Grilled vegetable kebabs
Vegetables are often considered a side dish, but with a little creativity, they can become the featured entree. These five vegetable recipes add interest to your diet and help you meet nutritional guidelines.
For grilled vegetable kebabs, use about 1 1/2 cups of your favorite vegetables. (Be sure to soak wood skewers in water for at least 10 minutes before using.) Brush Italian dressing on the vegetables then thread them on skewers. Grill or broil over medium heat, turning often, until the vegetables are tender, about 5 to 8 minutes.
Portobello mushroom burgers
Instead of meat for a main dish, try a hearty portobello mushroom burger. Marinate large portobello mushrooms in Italian dressing for 15 to 30 minutes. Grill or broil the mushrooms over medium heat until tender, about 5 minutes on each side. Serve alone or on a whole-grain bun with healthy condiments.
Spring greens with butternut squash
For this recipe, start with a winter squash of your choice — butternut (as shown here), acorn, Hubbard, autumn cup or another favorite. Remove the rind from the squash. Cube the squash and brush lightly with olive oil. Roast squash in oven at 350 F for about 30 minutes or until golden brown on edges.

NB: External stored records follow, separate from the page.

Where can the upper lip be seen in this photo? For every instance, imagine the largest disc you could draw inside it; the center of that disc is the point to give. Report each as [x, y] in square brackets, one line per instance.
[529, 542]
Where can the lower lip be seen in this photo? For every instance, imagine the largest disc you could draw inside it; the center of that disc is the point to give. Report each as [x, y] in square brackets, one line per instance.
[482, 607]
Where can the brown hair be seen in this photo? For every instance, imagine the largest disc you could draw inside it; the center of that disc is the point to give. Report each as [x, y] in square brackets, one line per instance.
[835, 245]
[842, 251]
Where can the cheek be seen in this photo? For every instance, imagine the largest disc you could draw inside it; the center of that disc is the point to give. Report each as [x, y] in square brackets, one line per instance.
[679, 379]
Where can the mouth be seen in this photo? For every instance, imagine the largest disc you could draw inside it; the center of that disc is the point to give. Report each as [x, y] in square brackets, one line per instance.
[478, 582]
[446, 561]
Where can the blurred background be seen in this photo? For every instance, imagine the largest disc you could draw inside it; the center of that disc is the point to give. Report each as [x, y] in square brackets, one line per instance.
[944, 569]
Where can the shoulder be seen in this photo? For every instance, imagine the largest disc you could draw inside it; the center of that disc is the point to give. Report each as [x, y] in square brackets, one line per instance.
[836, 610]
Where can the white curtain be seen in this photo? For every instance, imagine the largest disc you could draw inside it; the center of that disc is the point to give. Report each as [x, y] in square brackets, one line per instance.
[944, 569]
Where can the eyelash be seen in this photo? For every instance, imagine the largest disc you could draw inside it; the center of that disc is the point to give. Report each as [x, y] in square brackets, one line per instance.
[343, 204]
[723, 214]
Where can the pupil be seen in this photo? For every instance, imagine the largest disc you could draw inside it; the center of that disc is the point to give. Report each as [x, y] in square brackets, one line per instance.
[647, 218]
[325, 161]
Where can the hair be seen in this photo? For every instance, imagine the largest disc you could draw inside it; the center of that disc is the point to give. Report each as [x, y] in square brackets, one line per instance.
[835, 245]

In a small bowl, mix together 1/4 cup roasted butternut squash, 1/2 tablespoon brown sugar and 1/2 tablespoon olive oil. Put 1 cup of spring greens on a plate and top with the squash mixture, 1/2 tablespoon sunflower seeds and 1 teaspoon honey.
Corn and barley salad
This corn and barley salad is perfect for two to share. In a bowl, add 1 sliced cucumber, 2/3 cup cooked barley, 1 cup cooked corn and 3/4 cup chopped red bell peppers. For the dressing, combine 3 tablespoons white wine vinegar, 1 tablespoon water, 1 1/2 teaspoons oil, 1/2 teaspoon dried basil and 1/8 teaspoon pepper. Stir the dressing into the barley mixture. Marinate the salad for at least 2 hours before serving.
Vegetable pita pockets
In a small bowl, combine chopped cauliflower and broccoli florets, sliced green onions, and diced tomatoes and cucumbers — about 1 cup total. Cut a whole-wheat pita in half and fill each side with the vegetable mixture and 1 tablespoon crumbled feta cheese. Warm the pita in the microwave for about 40 seconds. Top with 1 1/2 teaspoons low-fat buttermilk or ranch salad dressing.